Google Location History Explorer

The goal of this post is to visualize time spent in various Seattle neighborhoods using Google location data and Python * This post utilizes code from Tyler Hartley’s visualizing location history blog post

Overview

  1. Setup
    • download data
    • install modules
  2. Data Wrangling
    • data extraction
  3. Working with Shapefiles in Python
  4. Prep data and pare down locations
  5. Compute your measurement metric
  6. Choropleth Plot
  7. Hexbin Map

Setup

  1. Use Google Takout to download your Google location history
  • If you’ve previously enabled Google location reporting on your smartphone, your GPS data will be periodically uploaded to Google’s servers.
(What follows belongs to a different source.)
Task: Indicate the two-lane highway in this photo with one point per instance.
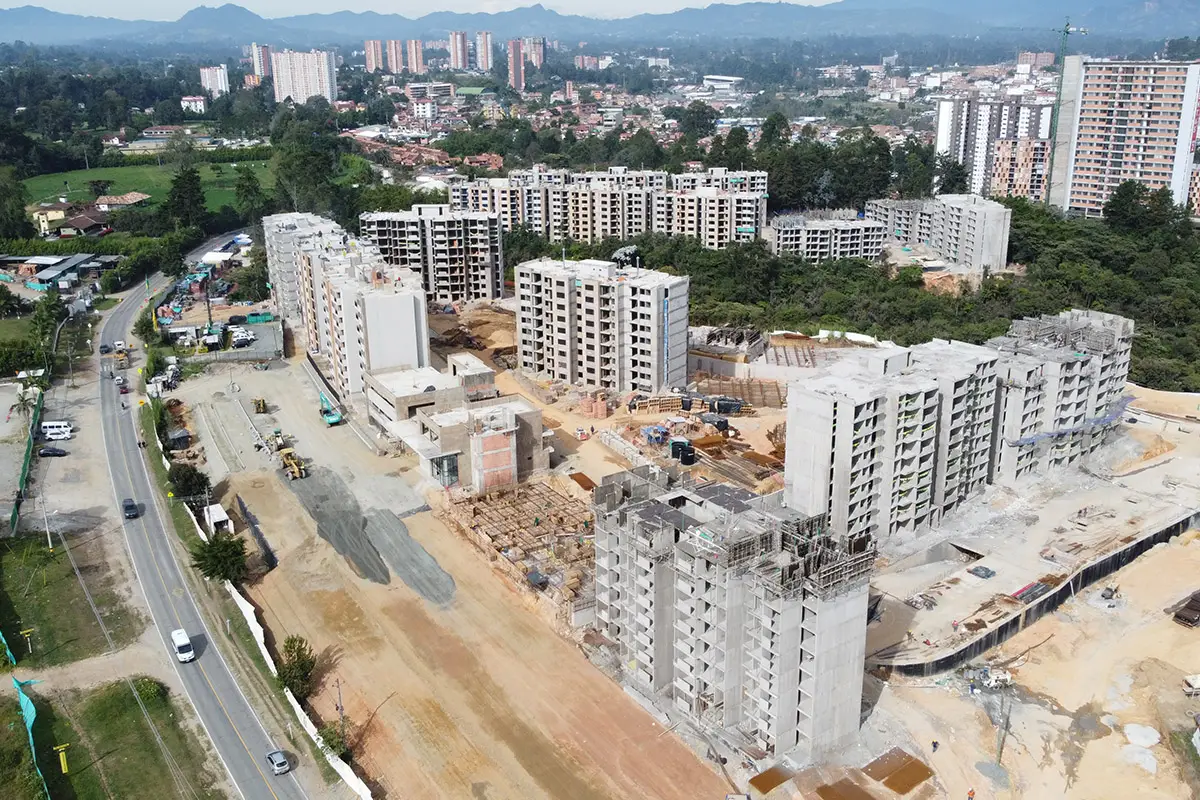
(232, 725)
Use Google Takeout to download your location history.
    • The decisions of when and how to upload this data are entirely obfuscated to the end user, but as you’ll see below, Android appears to upload a GPS location every 60 seconds. That’s plenty of data to work with.
  1. After downloading your data, install the required modules

Google Takeout

Google Takeout is a Google service that allows users to export any personal Google data. We’ll use Takeout to download our raw location history as a one-time snapshot. Since Latitude was retired, no API exists to access location history in real-time.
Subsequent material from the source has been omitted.